The industrial revolution seems to have been the pre cursor for the 8hr sleep rule, with the development of artificial lighting and factory jobs. The
biphasal sleeping pattern was forced into a shift so that workers could work a full day in the factories which were quite often very long hours, and
then when they got home despite the dark nights of winter, electric or gas lighting "tricked" their body clocks into staying awake and disrupted
people's sense of time. Street lighting also changed sleep, as did the first coffee houses. Whereas prior to the 19th Century the night was
considered a "dark and mournful place full of reprobates and whores" not to mention the various supernatural beliefs throughout Europe, once street
lighting was invented, the night became illuminated, people stayed out longer, hung around in coffee houses and up market taverns and the night became
fashionable and the habit of "promenading" started (where the wealthy paraded in their best clothes particularly their single daughters)
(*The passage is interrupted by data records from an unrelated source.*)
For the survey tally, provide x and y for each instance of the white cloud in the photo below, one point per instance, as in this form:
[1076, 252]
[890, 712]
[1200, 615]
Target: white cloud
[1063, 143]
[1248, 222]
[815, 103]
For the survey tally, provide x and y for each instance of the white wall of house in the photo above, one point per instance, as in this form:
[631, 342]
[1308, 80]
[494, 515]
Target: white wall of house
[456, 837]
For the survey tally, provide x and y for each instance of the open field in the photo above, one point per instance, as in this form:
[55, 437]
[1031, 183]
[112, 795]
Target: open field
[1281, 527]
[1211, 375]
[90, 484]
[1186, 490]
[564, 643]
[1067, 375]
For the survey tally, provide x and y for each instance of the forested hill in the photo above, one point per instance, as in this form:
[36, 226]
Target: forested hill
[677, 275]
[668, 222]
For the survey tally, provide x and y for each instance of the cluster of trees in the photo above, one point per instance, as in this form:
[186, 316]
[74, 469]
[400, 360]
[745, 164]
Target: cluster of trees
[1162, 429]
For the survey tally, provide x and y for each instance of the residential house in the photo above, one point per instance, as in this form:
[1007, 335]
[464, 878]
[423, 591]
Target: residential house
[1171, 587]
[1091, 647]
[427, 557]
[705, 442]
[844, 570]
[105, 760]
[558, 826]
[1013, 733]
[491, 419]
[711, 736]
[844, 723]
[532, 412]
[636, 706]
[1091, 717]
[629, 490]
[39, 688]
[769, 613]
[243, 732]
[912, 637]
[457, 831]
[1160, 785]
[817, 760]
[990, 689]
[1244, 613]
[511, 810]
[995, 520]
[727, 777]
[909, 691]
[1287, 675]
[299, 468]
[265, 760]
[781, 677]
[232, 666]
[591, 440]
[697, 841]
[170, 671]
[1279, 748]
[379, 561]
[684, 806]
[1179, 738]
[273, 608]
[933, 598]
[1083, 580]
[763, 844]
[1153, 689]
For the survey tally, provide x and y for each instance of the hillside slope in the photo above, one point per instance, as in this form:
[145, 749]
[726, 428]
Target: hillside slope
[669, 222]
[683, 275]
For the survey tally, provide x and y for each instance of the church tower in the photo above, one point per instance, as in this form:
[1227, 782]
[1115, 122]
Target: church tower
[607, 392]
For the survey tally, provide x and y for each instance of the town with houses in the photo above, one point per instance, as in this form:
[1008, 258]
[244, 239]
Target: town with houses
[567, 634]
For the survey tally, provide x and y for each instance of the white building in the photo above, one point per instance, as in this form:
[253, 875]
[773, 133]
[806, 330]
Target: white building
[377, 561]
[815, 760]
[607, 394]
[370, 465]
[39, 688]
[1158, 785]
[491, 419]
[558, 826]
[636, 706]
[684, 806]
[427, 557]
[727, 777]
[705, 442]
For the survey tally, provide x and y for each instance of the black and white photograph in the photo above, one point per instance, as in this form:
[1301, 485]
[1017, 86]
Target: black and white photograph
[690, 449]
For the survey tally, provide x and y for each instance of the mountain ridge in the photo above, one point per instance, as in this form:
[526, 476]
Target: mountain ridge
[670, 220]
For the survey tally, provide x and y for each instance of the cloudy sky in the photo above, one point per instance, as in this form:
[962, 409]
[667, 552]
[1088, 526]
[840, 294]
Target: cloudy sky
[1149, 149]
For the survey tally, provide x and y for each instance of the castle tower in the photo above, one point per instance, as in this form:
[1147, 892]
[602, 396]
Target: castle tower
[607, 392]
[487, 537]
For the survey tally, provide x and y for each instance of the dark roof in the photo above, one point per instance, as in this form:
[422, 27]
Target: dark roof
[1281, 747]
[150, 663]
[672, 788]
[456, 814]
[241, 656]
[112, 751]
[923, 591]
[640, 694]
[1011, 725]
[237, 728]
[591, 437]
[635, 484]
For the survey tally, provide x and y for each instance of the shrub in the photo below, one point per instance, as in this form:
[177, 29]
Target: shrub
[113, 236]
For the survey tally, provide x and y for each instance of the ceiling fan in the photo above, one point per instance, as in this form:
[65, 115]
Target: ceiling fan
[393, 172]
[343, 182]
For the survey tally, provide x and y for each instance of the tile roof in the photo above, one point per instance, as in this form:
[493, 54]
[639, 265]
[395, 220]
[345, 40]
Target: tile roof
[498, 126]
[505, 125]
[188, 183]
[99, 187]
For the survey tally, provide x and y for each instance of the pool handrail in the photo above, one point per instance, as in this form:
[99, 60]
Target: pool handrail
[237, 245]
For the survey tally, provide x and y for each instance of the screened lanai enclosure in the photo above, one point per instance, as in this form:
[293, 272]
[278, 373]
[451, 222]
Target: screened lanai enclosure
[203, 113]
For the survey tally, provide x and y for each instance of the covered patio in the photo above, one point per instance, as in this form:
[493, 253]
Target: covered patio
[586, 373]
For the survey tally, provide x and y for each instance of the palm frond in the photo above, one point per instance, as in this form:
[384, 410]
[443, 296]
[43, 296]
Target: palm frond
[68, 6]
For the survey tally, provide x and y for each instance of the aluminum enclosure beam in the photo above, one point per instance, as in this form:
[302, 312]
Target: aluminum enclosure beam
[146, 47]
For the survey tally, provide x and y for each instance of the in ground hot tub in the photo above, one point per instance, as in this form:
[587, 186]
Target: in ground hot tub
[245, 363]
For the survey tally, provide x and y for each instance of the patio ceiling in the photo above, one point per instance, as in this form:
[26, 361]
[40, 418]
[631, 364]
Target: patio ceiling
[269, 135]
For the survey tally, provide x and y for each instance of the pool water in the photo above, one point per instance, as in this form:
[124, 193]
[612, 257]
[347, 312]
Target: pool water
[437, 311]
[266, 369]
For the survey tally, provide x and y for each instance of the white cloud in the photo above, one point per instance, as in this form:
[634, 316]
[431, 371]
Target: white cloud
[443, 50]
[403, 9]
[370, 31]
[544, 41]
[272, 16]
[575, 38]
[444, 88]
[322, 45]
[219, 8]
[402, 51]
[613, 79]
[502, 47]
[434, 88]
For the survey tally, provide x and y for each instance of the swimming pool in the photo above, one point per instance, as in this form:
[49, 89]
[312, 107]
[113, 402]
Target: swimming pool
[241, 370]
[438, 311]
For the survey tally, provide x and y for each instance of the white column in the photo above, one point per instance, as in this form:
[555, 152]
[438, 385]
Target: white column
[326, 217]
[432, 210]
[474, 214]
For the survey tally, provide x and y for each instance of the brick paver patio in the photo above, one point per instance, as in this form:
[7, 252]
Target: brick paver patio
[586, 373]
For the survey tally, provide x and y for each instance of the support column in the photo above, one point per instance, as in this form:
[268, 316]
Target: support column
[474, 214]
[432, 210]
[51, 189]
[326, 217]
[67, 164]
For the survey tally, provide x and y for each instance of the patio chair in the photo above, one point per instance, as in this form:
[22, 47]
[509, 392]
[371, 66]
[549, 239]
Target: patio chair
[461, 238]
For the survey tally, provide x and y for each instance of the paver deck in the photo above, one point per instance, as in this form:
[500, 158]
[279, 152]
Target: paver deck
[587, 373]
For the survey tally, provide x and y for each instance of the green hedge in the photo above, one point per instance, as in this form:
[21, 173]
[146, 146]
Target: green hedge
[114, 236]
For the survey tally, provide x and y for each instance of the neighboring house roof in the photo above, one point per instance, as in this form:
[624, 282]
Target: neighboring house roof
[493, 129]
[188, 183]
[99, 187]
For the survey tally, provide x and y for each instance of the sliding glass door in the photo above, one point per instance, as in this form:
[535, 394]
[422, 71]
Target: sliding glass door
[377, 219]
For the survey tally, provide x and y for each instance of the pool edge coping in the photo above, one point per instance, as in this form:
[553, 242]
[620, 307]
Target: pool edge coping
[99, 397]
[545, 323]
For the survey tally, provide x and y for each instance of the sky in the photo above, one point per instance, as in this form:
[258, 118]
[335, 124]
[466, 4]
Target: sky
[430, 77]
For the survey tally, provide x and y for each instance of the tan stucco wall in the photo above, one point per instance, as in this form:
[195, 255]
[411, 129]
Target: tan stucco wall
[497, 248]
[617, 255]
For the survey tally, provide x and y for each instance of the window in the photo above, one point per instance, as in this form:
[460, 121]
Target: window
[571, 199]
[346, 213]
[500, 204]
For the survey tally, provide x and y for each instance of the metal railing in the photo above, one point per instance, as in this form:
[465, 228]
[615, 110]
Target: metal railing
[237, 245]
"He knew this, even in the horror with which he started from his first sleep, and threw up the window to dispel it by the presence of some object,
beyond the room, which had not been, as it were, the witness of his dream." Charles Dickens, Barnaby Rudge (1840)
"And at the wakening of your first sleepe You shall have a hott drinke made, And at the wakening of your next sleepe Your sorrowes will have a
slake." Early English ballad, Old Robin of Portingale
So...contrary to the now popular belief that 8hrs is best, there is in fact no actual medical evidence to support this and it has become apparent
through research that this unbroken sleep pattern could be more detrimental to health both physical and psychological, as is evidence by the emergence
of insomnia and other sleep related illnesses/effects.
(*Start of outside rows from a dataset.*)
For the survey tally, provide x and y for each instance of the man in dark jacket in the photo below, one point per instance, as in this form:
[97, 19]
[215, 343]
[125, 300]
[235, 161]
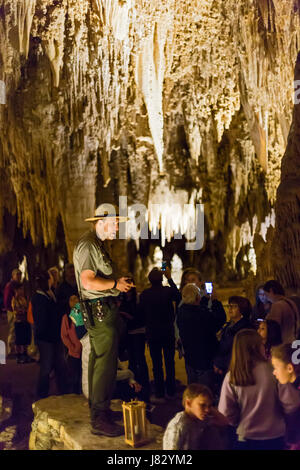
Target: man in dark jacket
[198, 326]
[156, 304]
[239, 310]
[47, 326]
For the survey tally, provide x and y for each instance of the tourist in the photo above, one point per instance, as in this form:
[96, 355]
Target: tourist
[239, 310]
[286, 371]
[47, 326]
[71, 341]
[262, 306]
[250, 398]
[19, 305]
[199, 426]
[54, 272]
[197, 330]
[190, 276]
[66, 289]
[269, 330]
[156, 305]
[7, 298]
[136, 338]
[284, 311]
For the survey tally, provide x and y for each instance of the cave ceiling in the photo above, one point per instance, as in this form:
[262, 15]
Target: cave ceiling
[173, 100]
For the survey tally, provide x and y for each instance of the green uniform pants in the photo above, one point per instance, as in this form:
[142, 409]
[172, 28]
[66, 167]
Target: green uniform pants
[103, 360]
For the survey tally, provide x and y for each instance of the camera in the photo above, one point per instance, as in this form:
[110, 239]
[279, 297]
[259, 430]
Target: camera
[209, 287]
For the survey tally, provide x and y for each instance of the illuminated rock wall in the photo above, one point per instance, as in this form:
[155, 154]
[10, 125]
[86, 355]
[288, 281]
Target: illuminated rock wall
[109, 98]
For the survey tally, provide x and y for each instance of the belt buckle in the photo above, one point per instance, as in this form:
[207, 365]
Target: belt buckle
[99, 311]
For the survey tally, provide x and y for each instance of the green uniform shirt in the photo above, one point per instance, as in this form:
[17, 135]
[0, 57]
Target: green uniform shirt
[90, 254]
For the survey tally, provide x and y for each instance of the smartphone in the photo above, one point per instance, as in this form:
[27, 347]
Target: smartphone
[209, 287]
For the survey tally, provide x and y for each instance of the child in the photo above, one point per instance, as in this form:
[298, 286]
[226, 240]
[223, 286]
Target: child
[198, 426]
[71, 341]
[288, 373]
[250, 398]
[22, 327]
[270, 332]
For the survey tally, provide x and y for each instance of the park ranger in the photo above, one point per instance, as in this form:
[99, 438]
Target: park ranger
[98, 290]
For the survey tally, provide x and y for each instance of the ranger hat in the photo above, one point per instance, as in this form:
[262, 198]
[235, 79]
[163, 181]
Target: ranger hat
[105, 211]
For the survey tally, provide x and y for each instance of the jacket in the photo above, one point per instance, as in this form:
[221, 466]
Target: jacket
[197, 330]
[258, 411]
[223, 356]
[47, 320]
[156, 306]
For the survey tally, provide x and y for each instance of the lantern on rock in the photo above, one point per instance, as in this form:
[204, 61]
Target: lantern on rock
[135, 423]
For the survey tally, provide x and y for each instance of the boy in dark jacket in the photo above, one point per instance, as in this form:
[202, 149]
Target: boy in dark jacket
[198, 326]
[156, 304]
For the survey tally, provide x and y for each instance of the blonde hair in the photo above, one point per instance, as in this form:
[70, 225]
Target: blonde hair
[190, 294]
[246, 353]
[194, 390]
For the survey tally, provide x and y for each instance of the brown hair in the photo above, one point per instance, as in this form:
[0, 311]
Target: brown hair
[246, 353]
[284, 353]
[194, 390]
[186, 273]
[243, 304]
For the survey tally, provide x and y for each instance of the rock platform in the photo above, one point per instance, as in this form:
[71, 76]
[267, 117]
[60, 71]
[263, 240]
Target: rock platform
[63, 423]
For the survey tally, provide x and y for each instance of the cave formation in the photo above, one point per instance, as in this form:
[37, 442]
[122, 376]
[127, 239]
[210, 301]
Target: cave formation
[174, 101]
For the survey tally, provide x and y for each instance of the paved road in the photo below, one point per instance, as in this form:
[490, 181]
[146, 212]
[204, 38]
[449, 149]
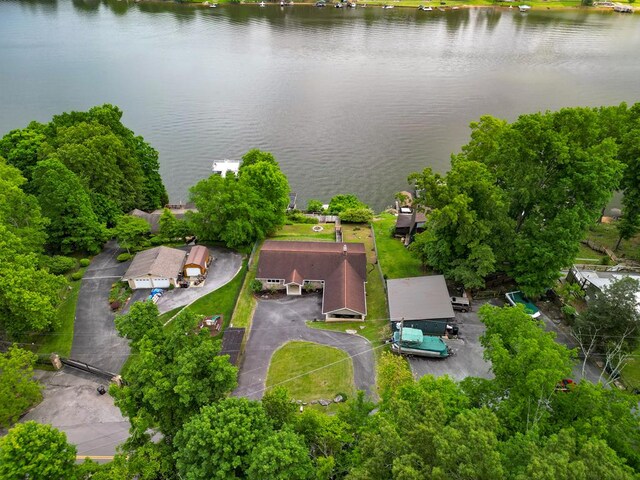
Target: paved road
[71, 403]
[276, 322]
[95, 340]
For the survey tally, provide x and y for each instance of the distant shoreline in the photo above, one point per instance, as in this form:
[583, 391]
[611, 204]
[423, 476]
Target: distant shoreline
[536, 5]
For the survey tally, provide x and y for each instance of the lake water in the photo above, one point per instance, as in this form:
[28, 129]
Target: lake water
[348, 100]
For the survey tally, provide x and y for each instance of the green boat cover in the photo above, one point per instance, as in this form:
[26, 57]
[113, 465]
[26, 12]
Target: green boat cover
[412, 336]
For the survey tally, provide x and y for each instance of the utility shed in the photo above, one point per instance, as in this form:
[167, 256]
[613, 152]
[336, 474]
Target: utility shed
[422, 302]
[197, 261]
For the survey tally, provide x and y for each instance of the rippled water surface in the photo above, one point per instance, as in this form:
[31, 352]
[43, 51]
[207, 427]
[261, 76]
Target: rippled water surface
[348, 100]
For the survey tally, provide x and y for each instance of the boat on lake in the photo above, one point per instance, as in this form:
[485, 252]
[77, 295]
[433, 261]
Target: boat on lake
[411, 341]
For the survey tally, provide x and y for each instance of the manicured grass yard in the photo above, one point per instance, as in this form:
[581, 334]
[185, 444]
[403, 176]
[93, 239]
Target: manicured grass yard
[221, 301]
[311, 372]
[61, 340]
[394, 258]
[304, 232]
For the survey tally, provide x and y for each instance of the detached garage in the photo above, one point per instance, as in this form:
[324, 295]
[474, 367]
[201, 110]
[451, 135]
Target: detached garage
[197, 261]
[157, 267]
[421, 302]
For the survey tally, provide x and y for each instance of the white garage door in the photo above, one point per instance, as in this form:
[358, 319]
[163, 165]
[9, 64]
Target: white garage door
[161, 283]
[193, 272]
[142, 283]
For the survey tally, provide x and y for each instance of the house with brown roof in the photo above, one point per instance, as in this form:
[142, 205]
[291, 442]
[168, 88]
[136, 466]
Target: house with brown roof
[157, 267]
[197, 261]
[340, 269]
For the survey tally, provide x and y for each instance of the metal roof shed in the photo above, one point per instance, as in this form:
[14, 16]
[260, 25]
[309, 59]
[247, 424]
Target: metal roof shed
[419, 298]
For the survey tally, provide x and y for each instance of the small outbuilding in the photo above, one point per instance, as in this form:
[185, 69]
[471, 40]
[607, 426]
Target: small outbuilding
[421, 302]
[157, 267]
[197, 261]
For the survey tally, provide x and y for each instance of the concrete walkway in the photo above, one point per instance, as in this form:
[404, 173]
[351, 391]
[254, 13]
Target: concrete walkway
[277, 322]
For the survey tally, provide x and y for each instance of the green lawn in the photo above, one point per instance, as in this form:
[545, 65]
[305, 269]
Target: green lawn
[606, 234]
[394, 258]
[246, 303]
[311, 372]
[61, 340]
[587, 255]
[305, 232]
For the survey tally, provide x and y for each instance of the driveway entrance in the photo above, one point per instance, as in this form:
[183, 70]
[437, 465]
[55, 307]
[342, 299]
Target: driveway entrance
[277, 322]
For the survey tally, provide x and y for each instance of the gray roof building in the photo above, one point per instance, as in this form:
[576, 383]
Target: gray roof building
[419, 298]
Now...could there be another form of sleep pattern emerging with the dependency on technology? It is thought that due to the sheer amount of time many
children spend on social media/phones/ipads not daring to switch off in case they missed some important facebook update lol that these children are
going to sleep later and later and will in fact wake up over and over again throughout the night if there is a notification ping on their phone.